Father's Day thoughts...


I feel a bit of a fraud standing here before you as I am neither a father nor remember nor ever experienced a father in the traditional sense. That notwithstanding I think I can still stand here this morning and speak about fathers, and, more importantly, family – something which has been in the news a lot and something which Jesus had a lot to talk about, too.

Father’s Day unlike Mothering Sunday, has no sacred origins, it is a purely secular celebration and one that was imported within the last 40 years from the United States. It originates with one Sonora Louise Smart Dodd, of Washington, who inspired by hearing a Mother's Day sermon in 1909 wanted to honour her father, William Smart.


Smart, who was a Civil War veteran, was widowed when his wife died while giving birth to their sixth child, and was left to raise the newborn and his other five children by himself on a rural farm in eastern Washington state.

After Sonora became an adult she realized the selflessness her father had shown in raising his children as a single parent. It was her father that made all the parental sacrifices and was, in the eyes of his daughter, a courageous, selfless, and loving man.

Sonora's father was born in June, so she chose to hold the first Father's Day celebration in Spokane, Washington on the 19th of June, 1910.
President Calvin Coolidge, in 1924, supported the idea of a national Father's Day. Then in 1966 President Lyndon Johnson signed a presidential proclamation declaring the 3rd Sunday of June as Father's Day. President Richard Nixon signed the law, which finally made it permanent in 1972. Mrs. Dodd died in 1978 at age 96.

So, there we have it, friends: Father’s Day, a day to celebrate fatherhood but also – and I think this is important – different expressions of family: the father who inspired the whole Father’s Day celebration was a single parent! Shock! Horror! (Imagine what the Daily Mail would say). There has been much in the news recently about “Gay Marriage” – how it will somehow destroy marriage, how it will destroy the family forever. There were riots in Paris when the equal marriage and adoption laws were signed by President Hollande and here in Britain various faith-leaders have come out condemning anything other than the mother + father + 2.5 children family unit.
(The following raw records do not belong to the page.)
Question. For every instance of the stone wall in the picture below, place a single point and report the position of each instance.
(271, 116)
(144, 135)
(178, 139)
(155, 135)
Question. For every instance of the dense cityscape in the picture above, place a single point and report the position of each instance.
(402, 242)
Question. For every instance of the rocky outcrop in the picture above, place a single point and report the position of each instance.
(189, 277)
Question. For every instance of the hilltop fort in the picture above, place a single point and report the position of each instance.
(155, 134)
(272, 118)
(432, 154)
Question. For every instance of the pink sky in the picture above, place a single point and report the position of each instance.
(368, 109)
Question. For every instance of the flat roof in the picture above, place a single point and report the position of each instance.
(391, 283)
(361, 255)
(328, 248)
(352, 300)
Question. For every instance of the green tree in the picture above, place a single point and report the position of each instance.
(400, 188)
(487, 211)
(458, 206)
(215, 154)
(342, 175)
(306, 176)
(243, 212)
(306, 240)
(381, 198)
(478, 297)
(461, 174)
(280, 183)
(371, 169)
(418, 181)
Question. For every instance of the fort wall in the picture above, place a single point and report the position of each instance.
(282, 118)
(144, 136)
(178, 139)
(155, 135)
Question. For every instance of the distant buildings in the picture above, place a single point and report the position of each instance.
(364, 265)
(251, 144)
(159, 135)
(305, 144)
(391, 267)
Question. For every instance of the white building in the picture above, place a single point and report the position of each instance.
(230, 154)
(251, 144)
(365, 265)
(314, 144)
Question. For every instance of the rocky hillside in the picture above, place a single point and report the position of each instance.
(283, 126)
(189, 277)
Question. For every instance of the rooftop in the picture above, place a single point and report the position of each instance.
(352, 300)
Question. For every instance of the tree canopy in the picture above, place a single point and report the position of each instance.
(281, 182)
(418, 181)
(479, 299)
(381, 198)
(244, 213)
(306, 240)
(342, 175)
One sermon I recently heard tried to suggest that having a single parent family, with no father present, meant that a child was more likely to grow up to commit crime; with poor school results and also be a homosexual. As I sat there, staving off an apoplectic fit, I thought to myself: my mum and grandma raised my brother and I and we’ve turned out just fine. No criminal record, other than a library fine, oh, and by the bye, we’ve both got a Master’s Degree from a redbrick, Russell Group University.

But, as we learned from our Gospel reading, Jesus had a lot to say about family. And, despite all the contemporary talk about “redefining the family”, Jesus redefined it, too.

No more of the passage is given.